I’m writing a particular serialisation system. The first version works well. It’s a hierarchial string-key, data-value system. So to get a particular value, you navigate to a particular node and say getInt(“some key”) etc. etc.
My issue with the current system is that the file size gets quite large very quickly.
I’m going to combat this by adding a string table. The issue with this is that I can’t think of a way to support the old system. All I have is a file identifier which is 32 bits long.
I can change the file identifier, but everytime I make another change to the format, I’ll need to change the identifier again.
What’s an elegant way to implement new features while still supporting the old features?
I’ve studied the PNG format and creating chunks seems like a good way to go.
Is there any other advice you can give me on chunk dependencies and so forth?

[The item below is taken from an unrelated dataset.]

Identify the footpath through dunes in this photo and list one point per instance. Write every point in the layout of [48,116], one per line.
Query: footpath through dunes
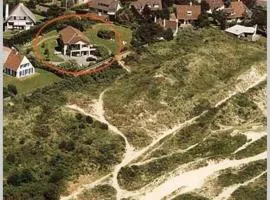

If you need a binary format, look at Protocol Buffers, which Google uses internally for RPCs as well as long-term serialization of records. Each field of a protocol buffer is identified by an integer ID. Old applications ignore (and pass through) the fields that they don’t understand, so you can safely add new fields. You never reuse deprecated field IDs or change the type of a field.
Protocol buffers support primitive types (bool, int32, int64, string, byte arrays) as well as repeated and even recursively nested messages. Unfortunately they don’t support maps, so you have to turn a map into a list of (key, value).
Don’t spend all your time fretting about serialization and deserialization. It’s not as fun as designing protobufs.